Mcelog is a tool for checking hardware errors, especially memory and CPU errors, on x86 Linux systems. Its log is MCELOG.

Generally speaking, servers with large memory are prone to memory problems. Now memory controllers are all integrated in cpu. Memory verification errors and CPU problems can easily lead to server restart.

At this point, the problem surfaced. Contact with the hardware manufacturer, brush the motherboard firmware program, replace a memory after the problem is finally solved.

Third, summary and thinking of the problems:

1. The role of monitoring should not be ignored. This time, the problem of memory hardware has not been found in the server hardware monitoring platform. This needs to contact the manufacturer to continue to improve the fine granularity and sensitivity of server hardware monitoring.

2, from the log, network, database, system, hardware and other aspects of a comprehensive investigation, the problem will eventually be found.

3. The solution to the problem depends on patience and carefulness. If you go further, the problem will eventually be solved.

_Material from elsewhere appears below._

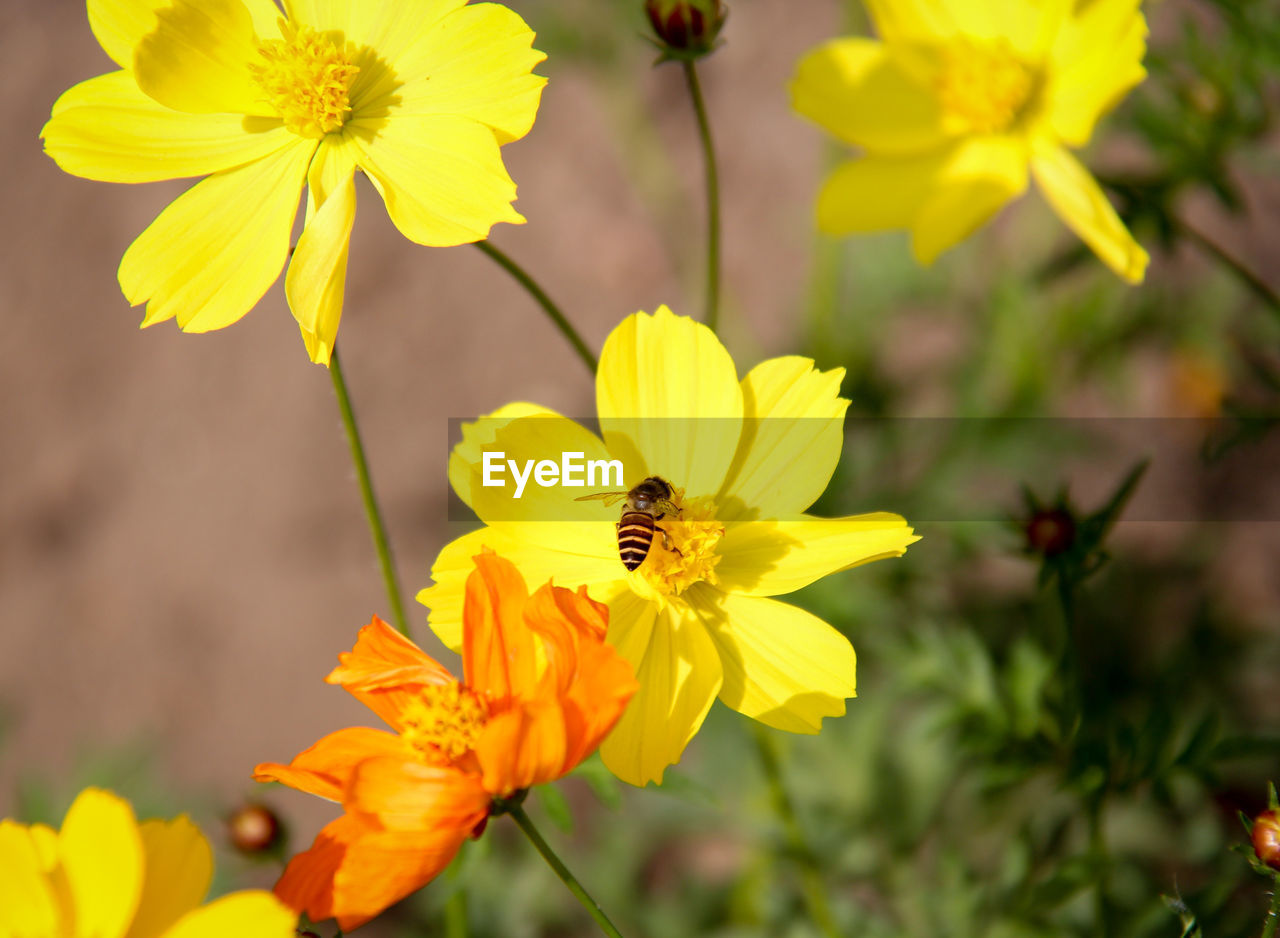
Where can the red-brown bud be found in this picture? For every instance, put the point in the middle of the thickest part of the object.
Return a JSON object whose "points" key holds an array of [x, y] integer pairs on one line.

After reading the above, have you mastered the method of analyzing the problem of frequent restart of rac nodes? If you want to learn more skills or want to know more about it, you are welcome to follow the industry information channel, thank you for reading!

Welcome to subscribe "Shulou Technology Information " to get latest news, interesting things and hot topics in the IT industry, and controls the hottest and latest Internet news, technology news and IT industry trends.

*The comments in the above article only represent the author's personal views and do not represent the views and positions of this website. If you have more insights, please feel free to contribute and share.